Une odeur nauséabonde et étonnamment familière le tira tout d’un coup de sa rêverie. Il retira la couette qui le recouvrait à mi-corps, puis tâta son lit autour de lui à la recherche de ses lunettes de lecture qu’il avait sûrement oublié d’enlever avant de s’affaler d’ennui sur son manuel d’apprentissage du latin.

Et ne finit pas son mouvement.

Avec horreur, il sentit quantité de petits objets glacés, plus longs que larges et anguleux tout autour de lui. Deux grands yeux globuleux apparurent enfin sur son côté et il entendit la voix.

Celle de la démone qui venait parfois troubler ses rêves.

Il se tourna lentement vers elle, incapable de prononcer le moindre mot. Le visage de la succube était celui d’une chatte au regard sulfureux et son corps entier était recouvert d’un pelage noir.
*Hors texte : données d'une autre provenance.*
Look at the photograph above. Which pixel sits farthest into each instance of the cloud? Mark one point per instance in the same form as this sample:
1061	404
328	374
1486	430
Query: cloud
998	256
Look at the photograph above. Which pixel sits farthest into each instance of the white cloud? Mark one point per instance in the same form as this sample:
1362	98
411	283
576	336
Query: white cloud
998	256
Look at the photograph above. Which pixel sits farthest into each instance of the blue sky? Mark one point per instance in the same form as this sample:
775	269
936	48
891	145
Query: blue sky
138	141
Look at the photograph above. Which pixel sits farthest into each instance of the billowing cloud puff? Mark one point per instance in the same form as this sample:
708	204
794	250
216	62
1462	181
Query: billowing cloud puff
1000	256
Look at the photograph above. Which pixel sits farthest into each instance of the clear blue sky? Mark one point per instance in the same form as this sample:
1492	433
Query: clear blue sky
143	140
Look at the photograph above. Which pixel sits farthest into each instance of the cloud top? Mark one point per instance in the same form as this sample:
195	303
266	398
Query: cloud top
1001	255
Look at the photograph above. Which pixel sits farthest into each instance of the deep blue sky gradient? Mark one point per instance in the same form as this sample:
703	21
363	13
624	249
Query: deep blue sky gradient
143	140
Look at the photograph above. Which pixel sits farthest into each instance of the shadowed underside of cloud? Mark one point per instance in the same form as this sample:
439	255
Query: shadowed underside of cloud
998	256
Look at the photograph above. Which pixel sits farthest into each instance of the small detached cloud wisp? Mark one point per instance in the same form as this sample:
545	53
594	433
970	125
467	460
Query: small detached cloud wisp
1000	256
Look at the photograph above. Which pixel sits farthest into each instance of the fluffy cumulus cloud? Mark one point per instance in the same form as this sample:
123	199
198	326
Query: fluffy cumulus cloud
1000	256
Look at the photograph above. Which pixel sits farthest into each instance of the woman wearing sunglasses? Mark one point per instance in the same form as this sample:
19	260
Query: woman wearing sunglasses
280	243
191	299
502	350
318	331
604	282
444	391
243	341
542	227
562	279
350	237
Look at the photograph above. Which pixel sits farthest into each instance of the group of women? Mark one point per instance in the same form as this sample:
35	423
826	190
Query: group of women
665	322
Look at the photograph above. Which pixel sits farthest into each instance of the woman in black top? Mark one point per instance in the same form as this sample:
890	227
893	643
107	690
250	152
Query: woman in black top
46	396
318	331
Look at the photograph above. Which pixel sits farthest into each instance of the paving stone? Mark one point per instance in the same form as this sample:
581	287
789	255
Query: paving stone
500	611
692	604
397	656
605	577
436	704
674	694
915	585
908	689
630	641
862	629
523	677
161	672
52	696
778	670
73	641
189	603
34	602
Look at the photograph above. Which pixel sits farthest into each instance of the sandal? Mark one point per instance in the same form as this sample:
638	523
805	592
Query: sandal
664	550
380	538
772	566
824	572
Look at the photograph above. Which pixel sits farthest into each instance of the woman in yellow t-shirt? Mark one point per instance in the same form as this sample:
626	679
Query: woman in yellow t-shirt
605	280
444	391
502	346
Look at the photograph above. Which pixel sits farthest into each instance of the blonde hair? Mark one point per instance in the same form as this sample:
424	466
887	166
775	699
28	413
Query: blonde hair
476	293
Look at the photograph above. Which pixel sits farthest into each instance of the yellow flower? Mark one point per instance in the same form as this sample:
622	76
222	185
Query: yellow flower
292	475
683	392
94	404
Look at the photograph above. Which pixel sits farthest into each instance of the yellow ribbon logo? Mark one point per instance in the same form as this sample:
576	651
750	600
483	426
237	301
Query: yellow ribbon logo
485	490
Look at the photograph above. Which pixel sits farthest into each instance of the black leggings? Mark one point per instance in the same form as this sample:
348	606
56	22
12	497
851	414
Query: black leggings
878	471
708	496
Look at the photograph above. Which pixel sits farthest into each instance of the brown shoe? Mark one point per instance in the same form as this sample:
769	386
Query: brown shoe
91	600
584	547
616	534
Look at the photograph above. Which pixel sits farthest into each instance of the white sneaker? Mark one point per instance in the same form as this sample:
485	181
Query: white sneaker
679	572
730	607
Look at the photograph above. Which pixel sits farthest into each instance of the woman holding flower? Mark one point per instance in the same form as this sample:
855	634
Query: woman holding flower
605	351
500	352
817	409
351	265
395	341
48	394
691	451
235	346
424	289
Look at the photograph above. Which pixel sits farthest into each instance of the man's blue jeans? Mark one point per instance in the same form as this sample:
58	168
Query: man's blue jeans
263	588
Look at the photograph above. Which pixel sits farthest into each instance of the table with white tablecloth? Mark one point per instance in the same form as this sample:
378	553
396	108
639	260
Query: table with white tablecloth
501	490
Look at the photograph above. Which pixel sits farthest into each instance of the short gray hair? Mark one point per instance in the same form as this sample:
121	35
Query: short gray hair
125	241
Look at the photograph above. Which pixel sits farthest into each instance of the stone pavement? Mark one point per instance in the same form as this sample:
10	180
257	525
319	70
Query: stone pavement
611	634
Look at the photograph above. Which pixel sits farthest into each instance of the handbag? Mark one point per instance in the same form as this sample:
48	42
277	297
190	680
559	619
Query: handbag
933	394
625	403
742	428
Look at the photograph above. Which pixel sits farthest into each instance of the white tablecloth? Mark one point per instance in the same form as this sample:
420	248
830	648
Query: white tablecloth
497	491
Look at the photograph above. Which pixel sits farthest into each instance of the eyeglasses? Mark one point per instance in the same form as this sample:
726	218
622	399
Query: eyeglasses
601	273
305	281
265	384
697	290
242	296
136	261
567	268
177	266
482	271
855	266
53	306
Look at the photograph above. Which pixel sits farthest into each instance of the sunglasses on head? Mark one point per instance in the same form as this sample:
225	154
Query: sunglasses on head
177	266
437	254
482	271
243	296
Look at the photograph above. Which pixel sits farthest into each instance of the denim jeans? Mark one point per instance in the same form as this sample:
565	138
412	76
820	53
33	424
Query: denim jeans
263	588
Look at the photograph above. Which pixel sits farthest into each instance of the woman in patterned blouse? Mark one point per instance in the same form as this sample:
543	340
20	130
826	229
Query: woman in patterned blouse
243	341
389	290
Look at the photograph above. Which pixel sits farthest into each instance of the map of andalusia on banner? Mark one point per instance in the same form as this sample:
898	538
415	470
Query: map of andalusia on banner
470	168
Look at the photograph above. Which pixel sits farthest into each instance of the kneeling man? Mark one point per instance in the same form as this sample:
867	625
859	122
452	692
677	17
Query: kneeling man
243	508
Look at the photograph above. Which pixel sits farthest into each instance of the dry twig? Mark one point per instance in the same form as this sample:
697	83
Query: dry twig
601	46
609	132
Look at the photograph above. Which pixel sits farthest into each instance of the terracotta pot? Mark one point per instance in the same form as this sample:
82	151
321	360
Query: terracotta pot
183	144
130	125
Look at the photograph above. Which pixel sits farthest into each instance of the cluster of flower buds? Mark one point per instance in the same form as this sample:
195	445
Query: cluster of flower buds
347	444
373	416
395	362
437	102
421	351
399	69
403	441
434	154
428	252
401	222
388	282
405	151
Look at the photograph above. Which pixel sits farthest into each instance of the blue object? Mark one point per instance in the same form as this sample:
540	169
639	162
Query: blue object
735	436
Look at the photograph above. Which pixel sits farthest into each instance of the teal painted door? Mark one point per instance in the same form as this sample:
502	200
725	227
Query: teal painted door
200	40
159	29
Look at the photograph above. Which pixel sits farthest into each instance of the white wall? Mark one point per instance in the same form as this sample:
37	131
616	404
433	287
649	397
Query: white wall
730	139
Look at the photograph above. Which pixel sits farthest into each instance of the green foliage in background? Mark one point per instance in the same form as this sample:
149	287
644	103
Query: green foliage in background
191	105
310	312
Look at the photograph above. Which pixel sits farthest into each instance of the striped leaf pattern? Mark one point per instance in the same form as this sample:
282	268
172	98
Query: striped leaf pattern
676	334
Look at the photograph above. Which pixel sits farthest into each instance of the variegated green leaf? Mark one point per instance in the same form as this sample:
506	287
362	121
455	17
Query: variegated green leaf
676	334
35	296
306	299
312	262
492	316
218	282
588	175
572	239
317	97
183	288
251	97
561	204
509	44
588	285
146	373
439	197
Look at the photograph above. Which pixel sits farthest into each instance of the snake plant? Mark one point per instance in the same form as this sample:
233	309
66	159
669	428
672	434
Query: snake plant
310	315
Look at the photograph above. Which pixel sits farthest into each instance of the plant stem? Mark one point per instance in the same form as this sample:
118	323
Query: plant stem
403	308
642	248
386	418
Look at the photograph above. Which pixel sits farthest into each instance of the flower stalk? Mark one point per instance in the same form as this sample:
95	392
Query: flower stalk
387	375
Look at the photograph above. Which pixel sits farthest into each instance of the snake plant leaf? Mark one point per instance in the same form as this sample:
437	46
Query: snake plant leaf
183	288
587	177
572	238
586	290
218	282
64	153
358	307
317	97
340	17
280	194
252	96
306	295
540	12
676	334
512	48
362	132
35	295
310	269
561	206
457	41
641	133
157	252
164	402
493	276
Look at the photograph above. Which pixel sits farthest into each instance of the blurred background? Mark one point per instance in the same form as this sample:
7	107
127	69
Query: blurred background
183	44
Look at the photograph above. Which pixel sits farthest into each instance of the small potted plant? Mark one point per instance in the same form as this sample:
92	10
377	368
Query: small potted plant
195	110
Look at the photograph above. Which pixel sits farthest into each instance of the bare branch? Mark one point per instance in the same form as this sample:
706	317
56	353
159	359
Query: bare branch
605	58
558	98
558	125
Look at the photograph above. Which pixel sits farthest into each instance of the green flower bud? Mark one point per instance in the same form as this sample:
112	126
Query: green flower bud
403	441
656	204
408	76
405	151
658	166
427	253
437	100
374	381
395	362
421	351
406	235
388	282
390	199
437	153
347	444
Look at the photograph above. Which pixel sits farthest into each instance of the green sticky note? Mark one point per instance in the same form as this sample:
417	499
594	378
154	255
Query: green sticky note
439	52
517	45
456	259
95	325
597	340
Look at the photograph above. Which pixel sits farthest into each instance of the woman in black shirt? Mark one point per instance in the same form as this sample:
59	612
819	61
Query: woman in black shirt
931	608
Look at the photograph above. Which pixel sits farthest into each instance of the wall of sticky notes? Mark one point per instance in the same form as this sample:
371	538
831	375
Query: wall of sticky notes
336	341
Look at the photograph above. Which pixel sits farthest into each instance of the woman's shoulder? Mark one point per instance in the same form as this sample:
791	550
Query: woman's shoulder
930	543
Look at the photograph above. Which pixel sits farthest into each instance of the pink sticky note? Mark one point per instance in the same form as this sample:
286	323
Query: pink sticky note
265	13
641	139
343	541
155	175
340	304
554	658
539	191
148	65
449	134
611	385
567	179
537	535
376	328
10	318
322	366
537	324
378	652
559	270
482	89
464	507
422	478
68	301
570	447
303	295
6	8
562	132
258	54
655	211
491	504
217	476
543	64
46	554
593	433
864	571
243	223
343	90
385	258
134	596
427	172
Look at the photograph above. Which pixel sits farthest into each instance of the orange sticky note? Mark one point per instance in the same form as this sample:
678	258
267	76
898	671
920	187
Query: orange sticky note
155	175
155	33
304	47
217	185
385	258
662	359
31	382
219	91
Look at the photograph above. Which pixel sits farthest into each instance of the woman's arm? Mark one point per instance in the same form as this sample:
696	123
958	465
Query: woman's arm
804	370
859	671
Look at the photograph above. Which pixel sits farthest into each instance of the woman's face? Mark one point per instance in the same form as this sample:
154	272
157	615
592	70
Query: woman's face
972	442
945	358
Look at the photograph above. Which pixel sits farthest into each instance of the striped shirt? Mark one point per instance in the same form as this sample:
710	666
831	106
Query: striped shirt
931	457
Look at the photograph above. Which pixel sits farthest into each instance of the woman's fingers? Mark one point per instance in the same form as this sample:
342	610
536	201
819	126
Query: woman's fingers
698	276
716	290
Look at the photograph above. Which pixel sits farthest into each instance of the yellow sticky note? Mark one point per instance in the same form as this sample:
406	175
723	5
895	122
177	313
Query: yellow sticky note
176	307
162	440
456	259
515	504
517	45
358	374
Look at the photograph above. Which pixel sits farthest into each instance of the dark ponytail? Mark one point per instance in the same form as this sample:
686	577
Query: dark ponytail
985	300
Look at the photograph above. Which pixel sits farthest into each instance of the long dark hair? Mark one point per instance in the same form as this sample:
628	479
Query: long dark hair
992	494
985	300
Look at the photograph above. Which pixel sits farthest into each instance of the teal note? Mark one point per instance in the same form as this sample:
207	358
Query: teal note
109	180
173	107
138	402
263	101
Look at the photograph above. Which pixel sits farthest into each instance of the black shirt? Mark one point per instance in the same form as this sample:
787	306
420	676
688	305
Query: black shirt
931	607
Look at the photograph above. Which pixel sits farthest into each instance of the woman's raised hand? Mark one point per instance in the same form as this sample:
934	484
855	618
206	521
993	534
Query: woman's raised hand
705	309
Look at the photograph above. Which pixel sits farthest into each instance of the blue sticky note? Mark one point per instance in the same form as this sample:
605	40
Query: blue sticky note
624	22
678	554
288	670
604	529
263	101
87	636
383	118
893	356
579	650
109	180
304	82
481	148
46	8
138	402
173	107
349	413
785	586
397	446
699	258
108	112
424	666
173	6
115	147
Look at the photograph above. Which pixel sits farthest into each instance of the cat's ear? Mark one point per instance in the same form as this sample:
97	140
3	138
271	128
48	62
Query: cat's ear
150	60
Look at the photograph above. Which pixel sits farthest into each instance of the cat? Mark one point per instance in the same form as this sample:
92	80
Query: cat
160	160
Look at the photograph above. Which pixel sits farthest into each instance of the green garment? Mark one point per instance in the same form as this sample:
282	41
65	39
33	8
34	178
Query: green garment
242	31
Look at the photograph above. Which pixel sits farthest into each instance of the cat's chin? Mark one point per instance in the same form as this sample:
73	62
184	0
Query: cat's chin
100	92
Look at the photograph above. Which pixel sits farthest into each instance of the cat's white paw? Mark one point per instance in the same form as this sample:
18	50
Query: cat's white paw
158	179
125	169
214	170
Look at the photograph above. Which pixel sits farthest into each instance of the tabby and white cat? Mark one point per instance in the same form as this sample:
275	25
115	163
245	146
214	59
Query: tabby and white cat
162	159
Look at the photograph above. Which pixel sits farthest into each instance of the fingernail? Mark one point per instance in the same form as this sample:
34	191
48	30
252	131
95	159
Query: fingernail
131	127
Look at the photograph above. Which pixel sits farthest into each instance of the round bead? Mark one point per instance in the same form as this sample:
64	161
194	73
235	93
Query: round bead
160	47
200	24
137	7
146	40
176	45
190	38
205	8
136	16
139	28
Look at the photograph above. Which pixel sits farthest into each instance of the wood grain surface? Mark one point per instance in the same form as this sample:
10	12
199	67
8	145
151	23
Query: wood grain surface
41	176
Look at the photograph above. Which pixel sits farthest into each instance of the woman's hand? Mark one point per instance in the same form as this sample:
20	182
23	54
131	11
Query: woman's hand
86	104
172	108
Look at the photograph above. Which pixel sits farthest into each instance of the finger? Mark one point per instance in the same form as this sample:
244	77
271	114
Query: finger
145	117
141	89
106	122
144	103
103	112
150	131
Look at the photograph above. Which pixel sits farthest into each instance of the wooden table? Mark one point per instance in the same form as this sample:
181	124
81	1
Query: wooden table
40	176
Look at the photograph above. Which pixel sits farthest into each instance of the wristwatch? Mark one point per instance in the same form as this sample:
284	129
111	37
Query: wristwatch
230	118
Elle tendit une patte ornée de griffes acérées vers lui en susurrant répétitivement son nom d’une voix maléfique.

Zébri hurla.

Et d’énormes éclats de rire lui firent échos.

La lumière l’engloba soudain de ses rayons salvateurs et Zébri s’aperçut de la présence de sticks de poissons éparpillés sur son lit, avant de réaliser celle des membres de sa fratrie juste devant lui, agitant une vieille fourrure de panthère noire à laquelle deux lampes-torches donnaient un semblant de vie.

Il se jeta sur ses frères et sœurs, bien décidé à leur rendre la monnaie de leur pièce.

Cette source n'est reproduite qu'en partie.